You've spent four years or more building your knowledge and perhaps even earned a high GPA. So why aren't employers clamoring for your services? The problem you and other new graduates face is that hiring managers are more interested in what you can do for them than what you did in school. So use your resume to convince employers that your academic success is transferable to the workplace.
What's Your Goal?
It's important for recent grads to provide a targeted resume objective. The resume objective can be stated in a formal objective section or referenced in a qualifications summary. Whichever approach you choose, avoid flowery or generalized objectives that are too commonly used by new graduates. For example:
Bad: Seeking a challenging position with a progressive company that will offer opportunity for growth and advancement.
Good: Honors graduate of ABC College's speech communication program seeking a position in training and development. Offer hands-on experience in classroom teaching, corporate training and communication research.
If you have more than one possible career objective, develop variations of your resume, each one targeted to a different goal.
Emphasize Academic Credentials
If your related work history is minimal, place your education before work experience. On Monster's Resume Builder, use the Career Objective field to mention your educational credentials.
List academic honors such as dean's list, distinctions such as summa cum laude, scholarships and other awards. As a general guideline, list your GPA if it's at least 3.0 on a 4.0 scale. If you have a low GPA, use your major GPA if it's higher than your overall GPA.
Consider adding a list of related courses in your education section so hiring managers can see that you have a strong academic foundation.
Highlight Educational Experiences
When reviewing your resume, hiring managers want to understand what type of worker you would be if they hired you.
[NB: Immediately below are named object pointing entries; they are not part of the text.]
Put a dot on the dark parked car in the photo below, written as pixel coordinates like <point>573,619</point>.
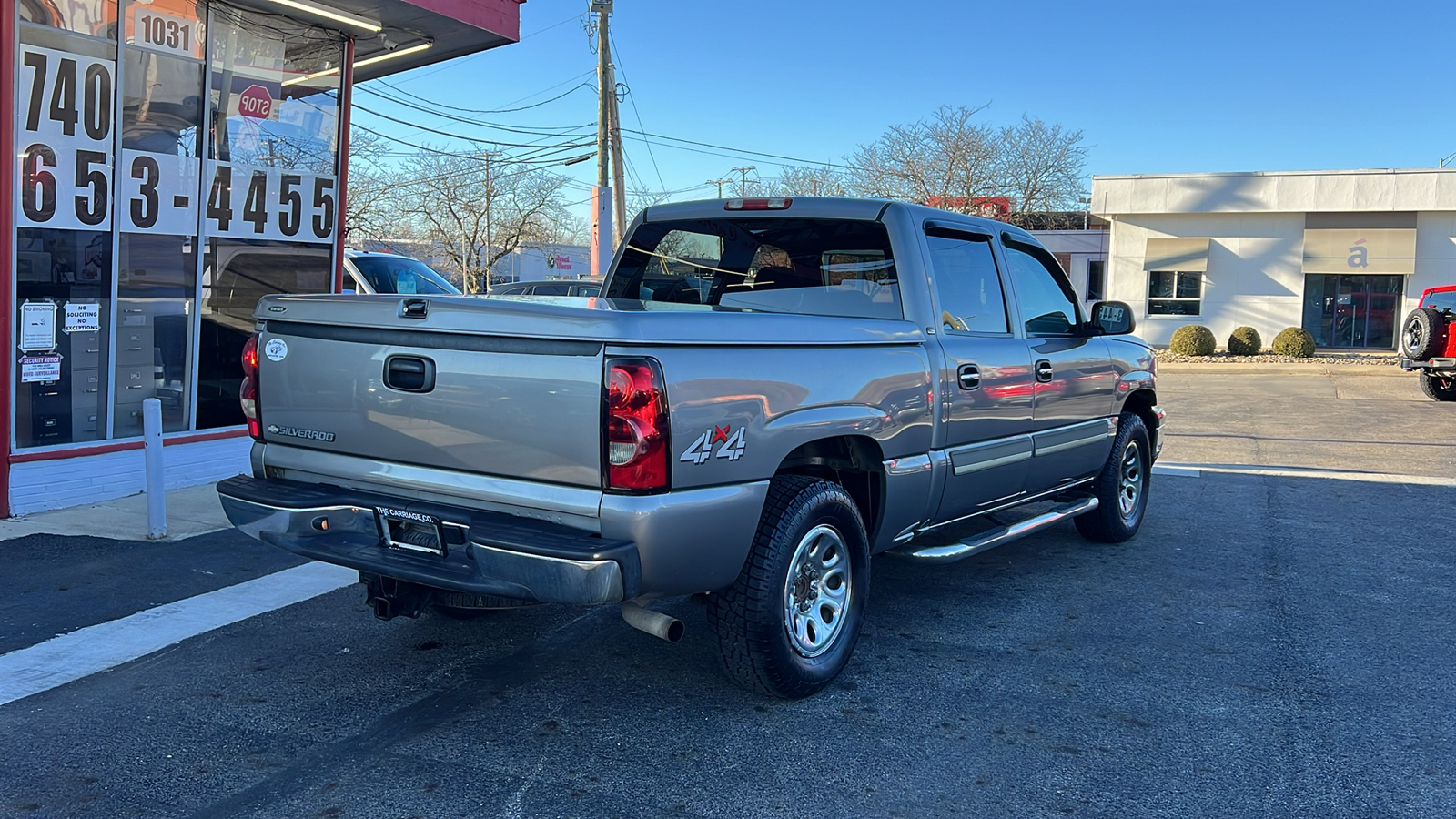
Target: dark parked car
<point>550,288</point>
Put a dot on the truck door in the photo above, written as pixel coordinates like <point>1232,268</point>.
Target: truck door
<point>1075,380</point>
<point>986,383</point>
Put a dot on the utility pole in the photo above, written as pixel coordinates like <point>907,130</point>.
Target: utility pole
<point>618,164</point>
<point>602,191</point>
<point>743,178</point>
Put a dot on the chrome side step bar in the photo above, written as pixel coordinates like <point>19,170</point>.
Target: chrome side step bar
<point>968,547</point>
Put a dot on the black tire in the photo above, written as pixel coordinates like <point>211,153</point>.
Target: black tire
<point>1438,388</point>
<point>801,518</point>
<point>463,605</point>
<point>1423,334</point>
<point>1121,486</point>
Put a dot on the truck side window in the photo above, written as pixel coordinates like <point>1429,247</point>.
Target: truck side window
<point>1047,305</point>
<point>966,281</point>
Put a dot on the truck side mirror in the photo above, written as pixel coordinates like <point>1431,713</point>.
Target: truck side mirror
<point>1113,318</point>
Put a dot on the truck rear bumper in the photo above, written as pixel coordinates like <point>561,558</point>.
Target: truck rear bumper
<point>480,551</point>
<point>1427,365</point>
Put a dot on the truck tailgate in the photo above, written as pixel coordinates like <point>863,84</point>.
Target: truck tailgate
<point>434,395</point>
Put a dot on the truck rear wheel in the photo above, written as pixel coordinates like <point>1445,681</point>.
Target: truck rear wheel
<point>1438,388</point>
<point>1423,334</point>
<point>1121,487</point>
<point>788,625</point>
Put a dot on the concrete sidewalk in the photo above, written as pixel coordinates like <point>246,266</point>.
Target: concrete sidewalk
<point>194,511</point>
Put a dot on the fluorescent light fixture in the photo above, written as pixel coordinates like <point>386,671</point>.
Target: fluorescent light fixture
<point>332,15</point>
<point>361,63</point>
<point>392,55</point>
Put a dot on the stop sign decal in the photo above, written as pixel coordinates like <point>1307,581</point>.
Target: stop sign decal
<point>255,102</point>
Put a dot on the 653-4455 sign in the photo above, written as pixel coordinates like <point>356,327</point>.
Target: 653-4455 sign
<point>66,155</point>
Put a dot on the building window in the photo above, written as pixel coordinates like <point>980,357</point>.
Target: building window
<point>1174,293</point>
<point>1097,280</point>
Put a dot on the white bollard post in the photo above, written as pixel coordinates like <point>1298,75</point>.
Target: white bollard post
<point>157,494</point>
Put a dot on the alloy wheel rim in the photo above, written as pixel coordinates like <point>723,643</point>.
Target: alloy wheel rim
<point>1130,480</point>
<point>1412,337</point>
<point>815,593</point>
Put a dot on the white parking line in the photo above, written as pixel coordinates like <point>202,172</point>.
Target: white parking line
<point>98,647</point>
<point>1200,470</point>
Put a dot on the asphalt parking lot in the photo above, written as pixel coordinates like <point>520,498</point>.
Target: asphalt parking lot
<point>1274,643</point>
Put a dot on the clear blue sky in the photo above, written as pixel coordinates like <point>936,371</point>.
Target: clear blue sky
<point>1154,86</point>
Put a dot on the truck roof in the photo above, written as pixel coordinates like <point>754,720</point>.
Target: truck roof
<point>827,207</point>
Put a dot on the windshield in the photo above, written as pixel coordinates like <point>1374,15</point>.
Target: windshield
<point>829,267</point>
<point>399,274</point>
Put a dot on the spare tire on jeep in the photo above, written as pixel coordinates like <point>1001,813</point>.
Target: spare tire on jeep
<point>1423,334</point>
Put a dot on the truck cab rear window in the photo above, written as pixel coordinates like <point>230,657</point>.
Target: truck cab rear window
<point>827,267</point>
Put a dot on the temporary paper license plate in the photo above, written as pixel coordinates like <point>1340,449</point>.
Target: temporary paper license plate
<point>411,531</point>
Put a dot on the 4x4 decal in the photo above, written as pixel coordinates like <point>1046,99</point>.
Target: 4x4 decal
<point>703,448</point>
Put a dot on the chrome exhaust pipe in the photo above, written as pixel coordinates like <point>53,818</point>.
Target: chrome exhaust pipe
<point>657,624</point>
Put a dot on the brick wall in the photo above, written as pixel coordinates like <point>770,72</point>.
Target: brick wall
<point>56,484</point>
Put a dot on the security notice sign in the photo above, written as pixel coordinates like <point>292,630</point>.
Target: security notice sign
<point>65,140</point>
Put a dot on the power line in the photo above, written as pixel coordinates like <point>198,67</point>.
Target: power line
<point>491,111</point>
<point>542,130</point>
<point>638,114</point>
<point>462,136</point>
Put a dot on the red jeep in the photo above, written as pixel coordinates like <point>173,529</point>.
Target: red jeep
<point>1429,343</point>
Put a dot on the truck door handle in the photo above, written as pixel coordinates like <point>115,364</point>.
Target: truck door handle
<point>410,373</point>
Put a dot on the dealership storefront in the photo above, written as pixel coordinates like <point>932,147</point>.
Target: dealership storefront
<point>175,160</point>
<point>1343,254</point>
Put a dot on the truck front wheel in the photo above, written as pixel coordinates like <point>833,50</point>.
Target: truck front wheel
<point>788,625</point>
<point>1121,486</point>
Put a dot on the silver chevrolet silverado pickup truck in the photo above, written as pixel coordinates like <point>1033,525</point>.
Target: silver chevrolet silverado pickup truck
<point>766,394</point>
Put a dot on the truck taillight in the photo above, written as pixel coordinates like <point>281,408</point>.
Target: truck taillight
<point>775,203</point>
<point>637,428</point>
<point>248,392</point>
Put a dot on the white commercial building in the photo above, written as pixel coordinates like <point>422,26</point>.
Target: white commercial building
<point>1343,254</point>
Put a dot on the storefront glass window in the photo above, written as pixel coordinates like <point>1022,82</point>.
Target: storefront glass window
<point>63,299</point>
<point>271,203</point>
<point>235,276</point>
<point>197,131</point>
<point>1353,310</point>
<point>157,281</point>
<point>95,18</point>
<point>274,92</point>
<point>157,198</point>
<point>65,149</point>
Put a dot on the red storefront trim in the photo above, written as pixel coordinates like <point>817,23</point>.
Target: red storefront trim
<point>346,118</point>
<point>121,446</point>
<point>7,15</point>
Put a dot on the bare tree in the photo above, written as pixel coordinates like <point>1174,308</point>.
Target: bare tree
<point>954,162</point>
<point>370,206</point>
<point>478,208</point>
<point>948,159</point>
<point>1041,167</point>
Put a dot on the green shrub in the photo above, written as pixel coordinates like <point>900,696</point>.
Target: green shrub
<point>1193,339</point>
<point>1295,341</point>
<point>1245,341</point>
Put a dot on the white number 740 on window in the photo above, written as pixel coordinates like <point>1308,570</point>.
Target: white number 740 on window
<point>732,445</point>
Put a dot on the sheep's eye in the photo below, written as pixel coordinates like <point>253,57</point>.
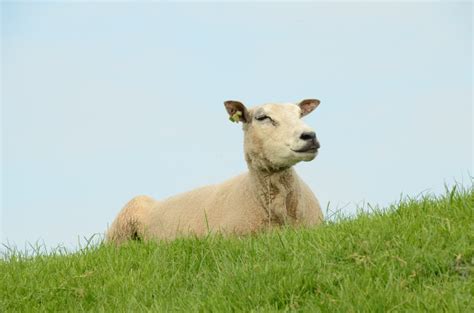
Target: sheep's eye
<point>262,117</point>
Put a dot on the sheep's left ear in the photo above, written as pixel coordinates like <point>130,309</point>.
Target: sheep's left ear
<point>237,111</point>
<point>308,105</point>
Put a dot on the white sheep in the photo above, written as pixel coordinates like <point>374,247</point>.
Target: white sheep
<point>268,195</point>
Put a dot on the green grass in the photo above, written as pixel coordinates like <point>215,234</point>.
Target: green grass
<point>417,255</point>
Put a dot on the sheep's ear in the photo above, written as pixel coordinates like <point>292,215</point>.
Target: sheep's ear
<point>308,105</point>
<point>237,111</point>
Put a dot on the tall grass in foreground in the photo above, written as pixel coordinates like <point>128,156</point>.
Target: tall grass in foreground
<point>415,256</point>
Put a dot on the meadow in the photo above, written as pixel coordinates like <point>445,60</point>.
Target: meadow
<point>416,255</point>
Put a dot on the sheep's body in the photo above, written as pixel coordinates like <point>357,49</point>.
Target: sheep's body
<point>261,198</point>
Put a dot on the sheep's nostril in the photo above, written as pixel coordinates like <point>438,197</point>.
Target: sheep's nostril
<point>308,136</point>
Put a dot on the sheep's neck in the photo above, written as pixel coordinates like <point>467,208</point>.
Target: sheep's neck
<point>277,193</point>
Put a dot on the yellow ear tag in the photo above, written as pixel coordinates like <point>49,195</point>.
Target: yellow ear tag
<point>236,117</point>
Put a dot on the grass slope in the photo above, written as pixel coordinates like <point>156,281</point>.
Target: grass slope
<point>415,256</point>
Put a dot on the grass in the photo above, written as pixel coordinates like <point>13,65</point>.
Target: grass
<point>417,255</point>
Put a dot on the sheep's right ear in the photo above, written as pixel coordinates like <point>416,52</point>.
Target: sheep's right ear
<point>237,111</point>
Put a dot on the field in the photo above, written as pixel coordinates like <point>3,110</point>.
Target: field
<point>417,255</point>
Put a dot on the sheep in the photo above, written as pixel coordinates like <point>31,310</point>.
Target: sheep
<point>269,195</point>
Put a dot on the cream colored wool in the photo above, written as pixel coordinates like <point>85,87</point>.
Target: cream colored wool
<point>270,194</point>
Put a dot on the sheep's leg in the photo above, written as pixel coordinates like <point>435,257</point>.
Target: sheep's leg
<point>130,222</point>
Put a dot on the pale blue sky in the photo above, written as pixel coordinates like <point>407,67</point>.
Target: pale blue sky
<point>101,102</point>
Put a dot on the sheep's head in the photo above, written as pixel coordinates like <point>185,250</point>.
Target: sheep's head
<point>275,137</point>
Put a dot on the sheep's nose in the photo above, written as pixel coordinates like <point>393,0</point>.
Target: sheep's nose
<point>308,136</point>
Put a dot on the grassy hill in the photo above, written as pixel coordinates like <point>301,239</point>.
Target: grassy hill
<point>417,255</point>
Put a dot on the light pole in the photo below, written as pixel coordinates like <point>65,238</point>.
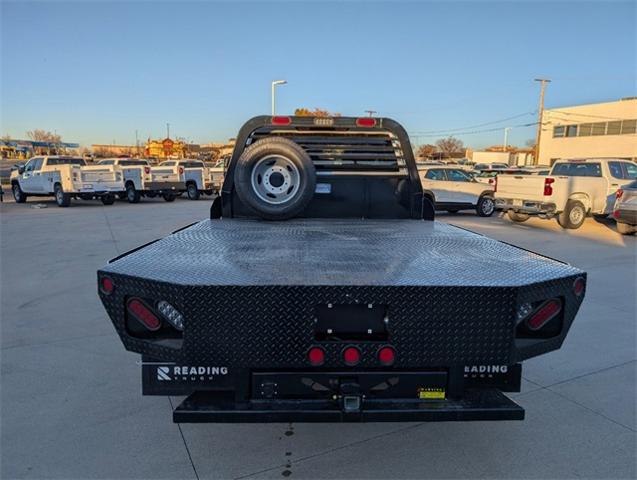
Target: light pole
<point>506,136</point>
<point>274,84</point>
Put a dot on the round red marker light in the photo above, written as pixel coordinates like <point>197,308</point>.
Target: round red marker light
<point>316,356</point>
<point>386,356</point>
<point>578,286</point>
<point>107,285</point>
<point>351,356</point>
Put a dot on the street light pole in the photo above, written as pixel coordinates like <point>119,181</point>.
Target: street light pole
<point>274,84</point>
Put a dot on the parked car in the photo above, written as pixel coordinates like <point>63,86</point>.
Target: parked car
<point>65,177</point>
<point>138,180</point>
<point>573,190</point>
<point>196,177</point>
<point>452,189</point>
<point>625,209</point>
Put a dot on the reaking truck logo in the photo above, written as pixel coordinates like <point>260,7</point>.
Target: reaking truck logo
<point>189,373</point>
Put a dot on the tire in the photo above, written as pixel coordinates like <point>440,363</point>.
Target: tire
<point>108,199</point>
<point>517,217</point>
<point>485,206</point>
<point>132,195</point>
<point>573,215</point>
<point>61,198</point>
<point>192,191</point>
<point>18,195</point>
<point>275,178</point>
<point>625,229</point>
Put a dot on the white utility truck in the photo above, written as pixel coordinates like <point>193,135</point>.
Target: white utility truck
<point>194,174</point>
<point>572,190</point>
<point>139,181</point>
<point>65,177</point>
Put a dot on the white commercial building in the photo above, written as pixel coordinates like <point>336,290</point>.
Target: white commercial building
<point>601,130</point>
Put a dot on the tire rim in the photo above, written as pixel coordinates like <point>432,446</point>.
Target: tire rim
<point>487,206</point>
<point>275,179</point>
<point>576,215</point>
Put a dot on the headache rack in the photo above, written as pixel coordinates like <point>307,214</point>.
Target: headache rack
<point>336,150</point>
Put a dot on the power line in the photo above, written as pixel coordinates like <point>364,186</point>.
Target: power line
<point>424,132</point>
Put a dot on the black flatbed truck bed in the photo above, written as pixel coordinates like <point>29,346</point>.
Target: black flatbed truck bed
<point>259,297</point>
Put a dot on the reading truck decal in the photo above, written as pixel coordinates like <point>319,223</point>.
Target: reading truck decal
<point>186,373</point>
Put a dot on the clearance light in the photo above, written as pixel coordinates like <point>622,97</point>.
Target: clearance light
<point>366,122</point>
<point>316,356</point>
<point>281,120</point>
<point>171,314</point>
<point>106,285</point>
<point>544,314</point>
<point>351,356</point>
<point>548,188</point>
<point>578,286</point>
<point>142,313</point>
<point>386,356</point>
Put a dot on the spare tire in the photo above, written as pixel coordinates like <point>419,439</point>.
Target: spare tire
<point>275,177</point>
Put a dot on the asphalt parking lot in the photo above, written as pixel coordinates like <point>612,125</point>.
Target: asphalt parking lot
<point>72,405</point>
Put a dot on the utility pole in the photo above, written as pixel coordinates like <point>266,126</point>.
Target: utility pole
<point>540,114</point>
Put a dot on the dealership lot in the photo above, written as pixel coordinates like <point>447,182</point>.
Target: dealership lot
<point>72,406</point>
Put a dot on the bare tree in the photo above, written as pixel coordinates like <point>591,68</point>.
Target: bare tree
<point>450,145</point>
<point>44,136</point>
<point>426,151</point>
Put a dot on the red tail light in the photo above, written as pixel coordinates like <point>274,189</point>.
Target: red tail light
<point>316,356</point>
<point>351,356</point>
<point>107,286</point>
<point>548,189</point>
<point>386,356</point>
<point>366,122</point>
<point>142,313</point>
<point>578,286</point>
<point>544,314</point>
<point>281,120</point>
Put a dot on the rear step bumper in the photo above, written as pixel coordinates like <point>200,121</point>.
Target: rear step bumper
<point>219,407</point>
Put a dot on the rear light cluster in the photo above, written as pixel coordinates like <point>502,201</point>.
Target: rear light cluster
<point>548,186</point>
<point>352,356</point>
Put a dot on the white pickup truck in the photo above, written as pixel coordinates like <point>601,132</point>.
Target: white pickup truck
<point>572,190</point>
<point>195,175</point>
<point>65,177</point>
<point>139,180</point>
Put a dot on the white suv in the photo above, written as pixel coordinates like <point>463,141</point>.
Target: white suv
<point>452,189</point>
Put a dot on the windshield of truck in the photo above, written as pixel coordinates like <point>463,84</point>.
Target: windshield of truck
<point>573,169</point>
<point>132,163</point>
<point>66,161</point>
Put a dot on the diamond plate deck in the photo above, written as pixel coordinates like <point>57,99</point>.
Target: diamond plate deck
<point>336,252</point>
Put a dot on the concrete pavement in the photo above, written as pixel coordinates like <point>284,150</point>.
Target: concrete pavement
<point>72,406</point>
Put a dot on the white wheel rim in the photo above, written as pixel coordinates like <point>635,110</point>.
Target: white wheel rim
<point>275,179</point>
<point>576,215</point>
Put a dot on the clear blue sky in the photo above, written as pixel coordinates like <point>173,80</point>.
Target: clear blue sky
<point>96,72</point>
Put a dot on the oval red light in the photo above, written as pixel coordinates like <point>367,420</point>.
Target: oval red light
<point>351,356</point>
<point>107,285</point>
<point>281,120</point>
<point>546,312</point>
<point>316,356</point>
<point>142,313</point>
<point>386,356</point>
<point>578,286</point>
<point>366,122</point>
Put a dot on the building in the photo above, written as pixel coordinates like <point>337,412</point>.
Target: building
<point>604,130</point>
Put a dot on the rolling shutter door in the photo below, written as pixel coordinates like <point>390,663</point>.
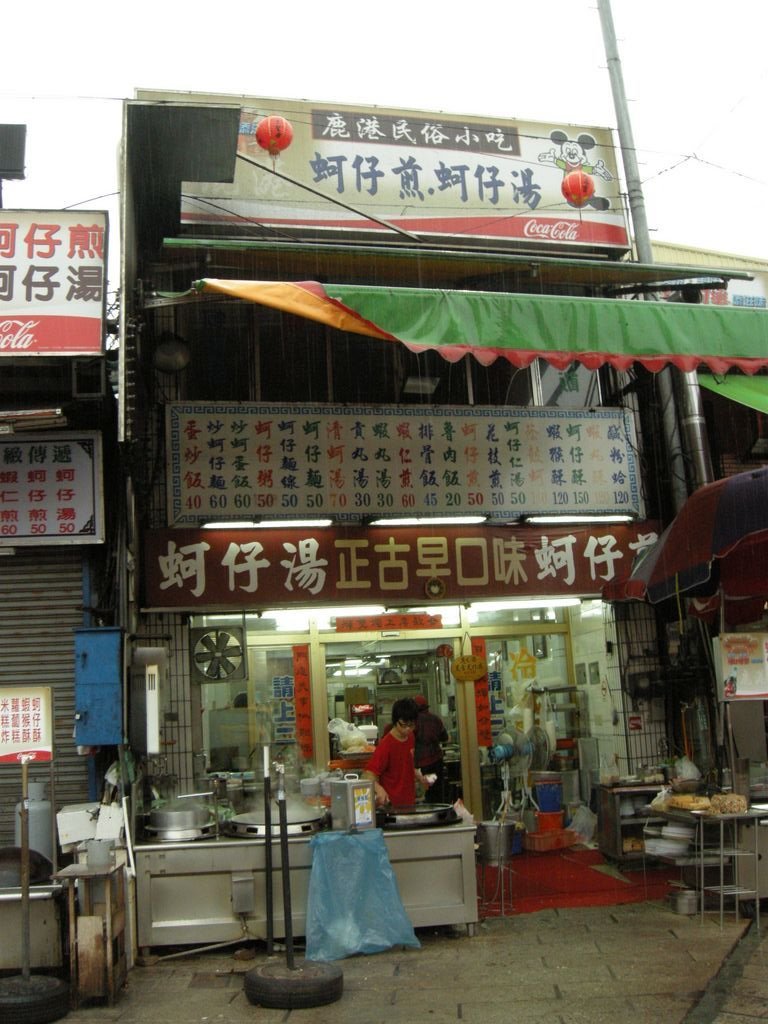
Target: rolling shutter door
<point>41,602</point>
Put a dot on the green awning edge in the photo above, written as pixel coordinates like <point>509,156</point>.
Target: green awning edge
<point>521,328</point>
<point>750,391</point>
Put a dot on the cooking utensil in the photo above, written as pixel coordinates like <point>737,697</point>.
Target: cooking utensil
<point>416,816</point>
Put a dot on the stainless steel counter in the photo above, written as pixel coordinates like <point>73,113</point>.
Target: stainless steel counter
<point>214,890</point>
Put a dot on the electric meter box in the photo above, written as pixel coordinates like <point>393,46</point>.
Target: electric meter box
<point>352,804</point>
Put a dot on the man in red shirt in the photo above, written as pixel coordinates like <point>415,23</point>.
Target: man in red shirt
<point>391,765</point>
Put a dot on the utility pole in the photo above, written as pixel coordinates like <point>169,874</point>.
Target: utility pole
<point>689,399</point>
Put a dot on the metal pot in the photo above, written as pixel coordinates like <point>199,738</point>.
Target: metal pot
<point>495,841</point>
<point>179,815</point>
<point>417,816</point>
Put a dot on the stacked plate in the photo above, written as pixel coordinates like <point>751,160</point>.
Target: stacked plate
<point>674,842</point>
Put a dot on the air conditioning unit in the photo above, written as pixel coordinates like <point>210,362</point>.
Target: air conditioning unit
<point>147,674</point>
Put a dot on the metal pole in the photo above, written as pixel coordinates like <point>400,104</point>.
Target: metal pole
<point>690,398</point>
<point>285,867</point>
<point>25,815</point>
<point>268,896</point>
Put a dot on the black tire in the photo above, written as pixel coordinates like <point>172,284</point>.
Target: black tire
<point>36,999</point>
<point>309,984</point>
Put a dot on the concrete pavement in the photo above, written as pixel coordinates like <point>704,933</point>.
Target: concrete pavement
<point>637,963</point>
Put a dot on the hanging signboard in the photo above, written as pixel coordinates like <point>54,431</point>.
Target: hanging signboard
<point>368,170</point>
<point>51,489</point>
<point>743,666</point>
<point>52,282</point>
<point>26,724</point>
<point>288,462</point>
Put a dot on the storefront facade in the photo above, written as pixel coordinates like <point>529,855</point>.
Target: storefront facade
<point>286,428</point>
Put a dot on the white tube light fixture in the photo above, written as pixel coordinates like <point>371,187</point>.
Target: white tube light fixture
<point>266,523</point>
<point>565,520</point>
<point>551,602</point>
<point>438,520</point>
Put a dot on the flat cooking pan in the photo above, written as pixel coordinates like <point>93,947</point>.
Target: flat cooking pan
<point>417,816</point>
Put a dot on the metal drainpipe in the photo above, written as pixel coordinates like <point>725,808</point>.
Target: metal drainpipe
<point>694,429</point>
<point>688,396</point>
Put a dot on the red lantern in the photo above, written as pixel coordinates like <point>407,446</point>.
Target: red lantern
<point>274,134</point>
<point>578,187</point>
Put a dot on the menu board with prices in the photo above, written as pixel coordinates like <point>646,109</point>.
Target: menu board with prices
<point>357,464</point>
<point>51,489</point>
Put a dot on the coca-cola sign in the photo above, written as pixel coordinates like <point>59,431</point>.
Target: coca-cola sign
<point>553,230</point>
<point>52,282</point>
<point>16,334</point>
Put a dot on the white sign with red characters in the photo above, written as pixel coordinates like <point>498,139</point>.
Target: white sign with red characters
<point>51,489</point>
<point>26,724</point>
<point>52,282</point>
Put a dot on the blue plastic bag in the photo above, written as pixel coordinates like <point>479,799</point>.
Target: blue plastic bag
<point>353,905</point>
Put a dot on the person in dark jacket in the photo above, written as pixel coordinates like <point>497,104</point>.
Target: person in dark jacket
<point>430,734</point>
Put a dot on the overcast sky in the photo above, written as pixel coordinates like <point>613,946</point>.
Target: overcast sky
<point>694,71</point>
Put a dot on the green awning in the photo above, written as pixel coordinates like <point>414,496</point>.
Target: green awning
<point>521,328</point>
<point>751,391</point>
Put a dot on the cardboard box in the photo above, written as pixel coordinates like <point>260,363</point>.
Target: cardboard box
<point>77,822</point>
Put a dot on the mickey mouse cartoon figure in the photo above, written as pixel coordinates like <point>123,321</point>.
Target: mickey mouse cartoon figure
<point>571,156</point>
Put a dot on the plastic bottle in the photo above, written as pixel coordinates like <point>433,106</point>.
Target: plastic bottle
<point>39,820</point>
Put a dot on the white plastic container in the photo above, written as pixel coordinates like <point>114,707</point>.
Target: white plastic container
<point>352,803</point>
<point>39,820</point>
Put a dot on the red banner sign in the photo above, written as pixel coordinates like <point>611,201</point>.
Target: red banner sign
<point>302,699</point>
<point>52,282</point>
<point>482,700</point>
<point>372,624</point>
<point>211,568</point>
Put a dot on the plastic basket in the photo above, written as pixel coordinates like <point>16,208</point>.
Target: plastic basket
<point>547,820</point>
<point>555,839</point>
<point>548,796</point>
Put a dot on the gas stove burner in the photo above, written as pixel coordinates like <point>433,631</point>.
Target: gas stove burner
<point>246,826</point>
<point>181,835</point>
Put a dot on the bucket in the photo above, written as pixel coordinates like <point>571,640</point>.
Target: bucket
<point>498,841</point>
<point>685,901</point>
<point>548,796</point>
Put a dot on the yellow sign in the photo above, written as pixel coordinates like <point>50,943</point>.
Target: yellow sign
<point>469,668</point>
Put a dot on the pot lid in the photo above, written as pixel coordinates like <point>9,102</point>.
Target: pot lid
<point>296,810</point>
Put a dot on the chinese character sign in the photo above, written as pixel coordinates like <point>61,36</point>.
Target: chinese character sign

So describe educational experiences such as internships, practicums, class projects and even volunteer activities as if they were paid work experiences.
If you lack work experience related to your goal, include your internships and practicums in your experience section. Give examples of actual assignments, challenges you faced, your contribution, and the results and benefits to the employer.
When describing unrelated jobs, keep the descriptions to a minimum. For example, if you waited tables to help pay for college but your goal is software engineering, you don't need to provide a description of your day-to-day food-service responsibilities. Just include your employer's name, location, job title and dates. You can briefly include any extra responsibilities you were given as a result of your performance or special recognition (such as Employee of the Month) to help demonstrate your strong work ethic.
Your resume should be optimized for keywords to ensure you are found in an electronic applicant search. Keywords are buzzwords that an employer would use to find a match for a job opening. Job titles, educational credentials, certifications and skills are all possible keywords.
A great way to start considering the right keywords for your occupation is to review job listings for your ideal position. Look at the requirements, and if you see certain terms used frequently, they should probably be in your resume.
Pick the Resume Format That Works for You
A traditional chronological resume format, which emphasizes employment history, doesn't usually work for recent graduates. You will need to highlight your academic foundation, motivation to succeed in your field and the key skills that would help employers achieve their objectives. Many new graduates prefer to use a combination or functional resume to relay their key qualifications.